As one of only a few small, private institutions with an Astronomy program, Embry-Riddle offers plenty of advantages, including faculty ties to major resources, such as the Hubble Space Telescope, and major research programs sponsored by NASA and the National Science Foundation. Students also frequently work one-on-one with faculty on research projects and activities.
The U.S. Bureau of Labor Statistics expects a 14% increase in physics and astronomy jobs between 2016 and 2026. In 2019, the median annual wage for astronomers and astrophysicists was $120,000. We are proud to report that 94% of Embry-Riddle graduates are employed in their field or are continuing their education within a year of graduation, according to our most recent Alumni Survey.
DETAILS
About Astronomy at the Prescott, AZ Campus
Through hands-on experiences with the instruments that unlock the secrets of the skies, students in the Bachelor of Science in Astronomy program at the Prescott Campus can make precise observations of a variety of celestial objects. Prescott’s campus houses the Optical Observatory, newly upgraded with a computer-controlled 16-inch diameter telescope and professional-quality electronic camera.
Students attend classes in dynamic, engineering-related labs and facilities, such as the Campus Observatory Complex, Cosmic Ray Laboratory, and Laser Interferometer Gravitational-Wave Observatory (LIGO).
Prescott’s campus has one of only a handful of Astronomy degree programs in the Western United States and its high altitude location away from large cities allows students to take advantage of equipment access on campus to view the nearest heavens, while peering up at the farthest reaches through access to the Hubble Space Telescope and research programs at NASA and the National Science Foundation.
Diverse co-operative education (co-op)/internship opportunities are available for students interested in expanding their experiences. Students can also participate in study abroad opportunities.
The Bachelor of Science in Astronomy is a program designed to prepare students for work in space-related and aerospace-related industries, academic and government research laboratories, graduate studies in astronomy and astrophysics, and other careers such as science education. Astronomy is the study of celestial objects such as planets, stars, nebulae, and galaxies, as well as the Universe as a whole. Astronomers apply the fundamental laws of physics to celestial objects to understand the appearance and behavior of those objects. Students will explore objects ranging from the nearby (e.g., the Solar System) to the farthest reaches of the Universe and its origin (e.g., cosmology and the Big Bang).
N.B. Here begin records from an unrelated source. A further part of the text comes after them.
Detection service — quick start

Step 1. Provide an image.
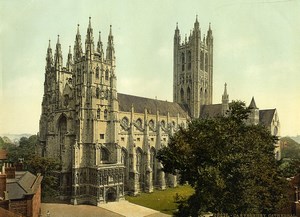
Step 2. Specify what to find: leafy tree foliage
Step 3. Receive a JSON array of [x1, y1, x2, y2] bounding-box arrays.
[[6, 135, 60, 197], [158, 102, 286, 216], [279, 137, 300, 179], [280, 137, 300, 159]]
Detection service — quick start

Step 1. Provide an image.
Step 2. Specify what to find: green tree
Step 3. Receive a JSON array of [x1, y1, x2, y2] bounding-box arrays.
[[24, 155, 60, 198], [158, 102, 286, 216], [7, 135, 60, 198]]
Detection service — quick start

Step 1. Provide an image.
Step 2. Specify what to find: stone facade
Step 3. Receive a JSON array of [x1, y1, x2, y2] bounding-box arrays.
[[38, 19, 282, 205]]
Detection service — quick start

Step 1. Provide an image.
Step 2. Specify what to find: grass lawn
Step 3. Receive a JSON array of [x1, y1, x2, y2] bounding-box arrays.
[[125, 185, 194, 215]]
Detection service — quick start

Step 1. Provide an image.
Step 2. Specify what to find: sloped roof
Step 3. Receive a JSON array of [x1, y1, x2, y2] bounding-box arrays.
[[259, 109, 276, 126], [6, 171, 42, 200], [200, 104, 222, 118], [0, 149, 7, 160], [118, 93, 188, 118], [249, 97, 258, 109]]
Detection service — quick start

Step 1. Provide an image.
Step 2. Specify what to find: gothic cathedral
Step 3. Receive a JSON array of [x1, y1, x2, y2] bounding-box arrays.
[[38, 18, 279, 206]]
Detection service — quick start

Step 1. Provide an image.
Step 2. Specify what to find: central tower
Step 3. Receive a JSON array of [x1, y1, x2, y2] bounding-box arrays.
[[173, 18, 213, 118]]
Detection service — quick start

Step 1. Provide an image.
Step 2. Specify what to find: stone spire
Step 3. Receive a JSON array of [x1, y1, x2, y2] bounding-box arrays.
[[85, 17, 94, 58], [46, 40, 53, 68], [106, 25, 115, 61], [249, 97, 258, 109], [248, 97, 259, 125], [174, 23, 181, 44], [206, 23, 214, 45], [194, 15, 200, 29], [74, 24, 83, 62], [222, 83, 229, 115], [67, 46, 73, 71], [97, 32, 104, 58], [54, 35, 63, 69]]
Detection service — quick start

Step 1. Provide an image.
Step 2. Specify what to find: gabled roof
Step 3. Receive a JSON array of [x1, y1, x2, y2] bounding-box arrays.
[[259, 109, 276, 126], [6, 171, 42, 200], [200, 104, 222, 118], [249, 97, 258, 109], [118, 93, 188, 118]]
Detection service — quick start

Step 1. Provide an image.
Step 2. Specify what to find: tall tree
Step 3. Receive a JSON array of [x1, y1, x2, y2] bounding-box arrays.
[[158, 102, 286, 216]]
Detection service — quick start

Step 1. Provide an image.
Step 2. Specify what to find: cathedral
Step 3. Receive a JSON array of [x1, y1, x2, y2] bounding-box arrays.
[[38, 18, 280, 206]]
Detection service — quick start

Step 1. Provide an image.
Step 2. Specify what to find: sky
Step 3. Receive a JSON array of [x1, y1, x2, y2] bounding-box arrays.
[[0, 0, 300, 136]]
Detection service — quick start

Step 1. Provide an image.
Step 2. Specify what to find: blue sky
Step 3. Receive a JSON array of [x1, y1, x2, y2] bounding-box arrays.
[[0, 0, 300, 136]]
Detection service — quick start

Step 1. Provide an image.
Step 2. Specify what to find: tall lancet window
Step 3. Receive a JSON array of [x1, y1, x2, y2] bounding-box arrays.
[[200, 51, 204, 70], [187, 50, 192, 70], [186, 87, 191, 103], [180, 88, 184, 103], [205, 54, 208, 72], [181, 53, 185, 71]]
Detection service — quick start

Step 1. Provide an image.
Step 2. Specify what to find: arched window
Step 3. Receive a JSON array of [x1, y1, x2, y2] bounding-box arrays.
[[100, 147, 109, 162], [181, 53, 185, 71], [172, 121, 176, 127], [160, 120, 166, 128], [136, 118, 143, 127], [96, 87, 100, 99], [205, 54, 208, 72], [97, 109, 100, 119], [96, 66, 99, 78], [274, 126, 278, 136], [58, 115, 67, 152], [104, 109, 108, 120], [200, 51, 204, 70], [180, 88, 184, 103], [204, 89, 208, 104], [121, 117, 129, 127], [149, 119, 154, 130], [150, 147, 156, 180], [188, 50, 192, 70], [105, 69, 108, 80], [186, 87, 191, 103], [136, 148, 143, 173]]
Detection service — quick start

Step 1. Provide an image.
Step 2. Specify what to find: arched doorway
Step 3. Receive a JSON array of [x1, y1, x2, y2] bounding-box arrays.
[[106, 188, 117, 202]]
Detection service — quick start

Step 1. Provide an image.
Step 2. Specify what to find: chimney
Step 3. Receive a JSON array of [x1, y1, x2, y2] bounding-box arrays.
[[0, 174, 6, 200], [5, 164, 16, 179]]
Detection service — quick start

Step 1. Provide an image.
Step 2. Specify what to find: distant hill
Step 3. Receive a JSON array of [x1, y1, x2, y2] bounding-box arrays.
[[280, 137, 300, 159], [0, 133, 32, 144]]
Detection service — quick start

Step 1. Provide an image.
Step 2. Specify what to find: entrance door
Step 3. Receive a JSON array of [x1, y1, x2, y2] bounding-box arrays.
[[106, 188, 117, 202]]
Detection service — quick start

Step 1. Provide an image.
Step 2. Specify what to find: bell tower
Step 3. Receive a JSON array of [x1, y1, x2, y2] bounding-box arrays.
[[173, 17, 213, 118]]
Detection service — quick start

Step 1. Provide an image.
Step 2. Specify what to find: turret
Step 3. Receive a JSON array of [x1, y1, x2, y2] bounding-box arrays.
[[193, 16, 201, 38], [67, 46, 73, 71], [248, 97, 259, 125], [97, 32, 104, 59], [54, 35, 63, 69], [106, 25, 115, 61], [174, 23, 181, 46], [206, 23, 214, 46], [74, 24, 83, 62], [46, 40, 53, 69], [222, 83, 229, 116], [85, 17, 94, 59]]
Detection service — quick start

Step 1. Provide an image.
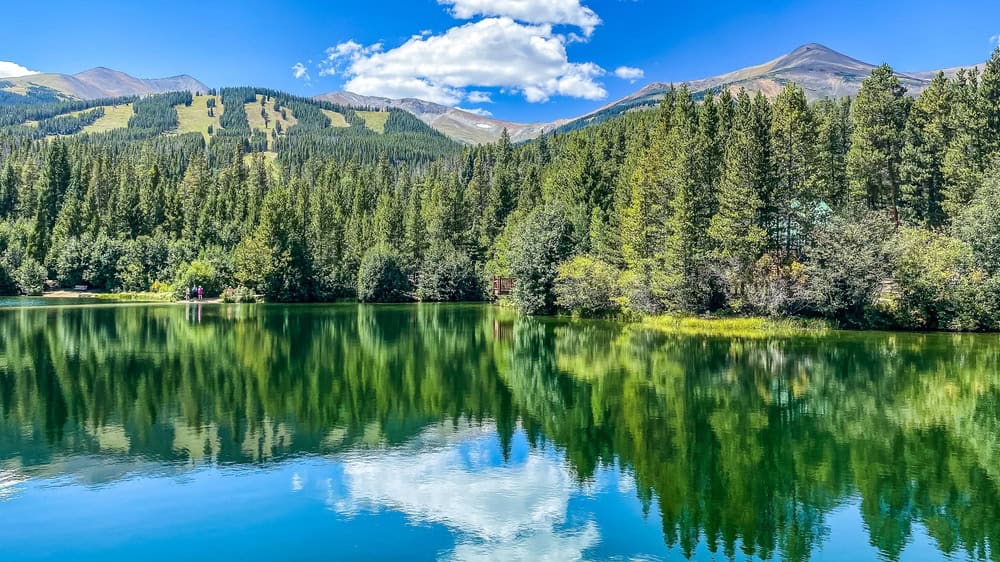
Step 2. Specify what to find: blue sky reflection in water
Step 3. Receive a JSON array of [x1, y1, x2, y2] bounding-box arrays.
[[0, 306, 1000, 561]]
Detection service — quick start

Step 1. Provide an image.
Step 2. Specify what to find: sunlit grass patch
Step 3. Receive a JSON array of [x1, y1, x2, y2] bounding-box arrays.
[[80, 103, 134, 133], [357, 111, 389, 133], [320, 109, 351, 128], [642, 315, 833, 338]]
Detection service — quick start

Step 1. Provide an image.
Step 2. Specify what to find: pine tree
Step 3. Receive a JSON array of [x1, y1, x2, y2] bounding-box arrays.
[[941, 65, 988, 214], [815, 98, 851, 209], [621, 90, 687, 312], [0, 161, 19, 220], [767, 84, 819, 259], [29, 141, 71, 263], [900, 73, 953, 228], [847, 64, 908, 226], [661, 88, 715, 312], [709, 92, 768, 300], [979, 47, 1000, 158]]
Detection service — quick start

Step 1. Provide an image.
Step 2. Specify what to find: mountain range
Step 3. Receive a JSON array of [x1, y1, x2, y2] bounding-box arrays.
[[0, 67, 209, 100], [0, 43, 984, 144]]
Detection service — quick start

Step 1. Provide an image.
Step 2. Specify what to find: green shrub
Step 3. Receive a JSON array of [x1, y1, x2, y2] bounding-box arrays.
[[555, 256, 619, 316], [880, 228, 998, 331], [805, 213, 892, 327], [357, 248, 410, 302], [510, 207, 572, 314], [222, 287, 260, 304], [417, 244, 483, 302], [174, 260, 222, 297]]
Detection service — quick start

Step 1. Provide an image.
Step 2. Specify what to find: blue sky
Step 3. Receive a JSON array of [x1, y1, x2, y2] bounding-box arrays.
[[0, 0, 1000, 121]]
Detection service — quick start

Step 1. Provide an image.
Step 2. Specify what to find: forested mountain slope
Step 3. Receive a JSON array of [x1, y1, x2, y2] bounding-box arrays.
[[0, 50, 1000, 330], [0, 67, 209, 105]]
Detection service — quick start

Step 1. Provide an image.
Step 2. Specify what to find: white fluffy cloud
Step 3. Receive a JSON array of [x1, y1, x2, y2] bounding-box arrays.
[[615, 66, 646, 82], [292, 62, 309, 81], [326, 427, 600, 560], [0, 60, 38, 78], [438, 0, 601, 37], [330, 17, 607, 105], [466, 91, 493, 103]]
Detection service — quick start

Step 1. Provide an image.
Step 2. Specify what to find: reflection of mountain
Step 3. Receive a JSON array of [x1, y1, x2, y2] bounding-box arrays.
[[0, 306, 1000, 560]]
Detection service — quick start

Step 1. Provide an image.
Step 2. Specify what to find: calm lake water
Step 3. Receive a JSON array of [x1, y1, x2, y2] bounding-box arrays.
[[0, 305, 1000, 561]]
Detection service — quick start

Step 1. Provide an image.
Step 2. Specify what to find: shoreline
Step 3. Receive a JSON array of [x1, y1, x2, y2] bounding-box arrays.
[[40, 289, 222, 304]]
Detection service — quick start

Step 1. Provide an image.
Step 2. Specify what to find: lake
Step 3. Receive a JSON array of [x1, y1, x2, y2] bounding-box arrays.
[[0, 305, 1000, 561]]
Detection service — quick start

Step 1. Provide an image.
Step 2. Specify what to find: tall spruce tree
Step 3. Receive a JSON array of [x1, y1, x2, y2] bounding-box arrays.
[[847, 64, 909, 226], [709, 91, 768, 301], [900, 73, 953, 228], [767, 84, 819, 259]]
In addition to classroom learning, students will gain hands-on experience with astronomical equipment, such as telescopes and sophisticated electronic cameras, using the Campus Observatory Complex. Students will learn how to plan, execute, and analyze astronomical observations. In their senior year, students satisfying course and GPA requirements have the option of completing a senior research thesis project in an area of interest that overlaps with the research interests of a supervising faculty member. Opportunities also exist before the senior year for student-faculty research projects. Whether contributing to the fundamental knowledge of astronomical objects, furthering space exploration, or engaging in one of an additional variety of available careers, graduates of this program will be prepared to become leaders in space-related fields.
Admission Requirements
To enter this program, students must have completed four years of high school science and mathematics, demonstrating a high level of competency. Successful candidates for this program will be prepared to enter Calculus I, Physics I, and General Chemistry and must have a good command of written English.
Degree Requirements
The Bachelor of Science in Astronomy is a 120 credit hour program that can be completed in eight semesters. The list of courses below comprises the complete requirements for the degree of Bachelor of Science in Astronomy. The list is organized as a “vertical outline” according to the year and semester in which the courses would normally be taken. While it is not a requirement that the courses be taken during the year shown, students should be aware that several courses in each academic year may have prerequisites and/or corequisites. Therefore, it is recommended that students keep their schedule as close as possible to the one shown below. Before registering for a course, check the course descriptions to ensure that all prerequisites and/or corequisites are met. Note that prerequisites for a course are only considered met if the student obtained a grade of “C” or better in the prerequisite courses.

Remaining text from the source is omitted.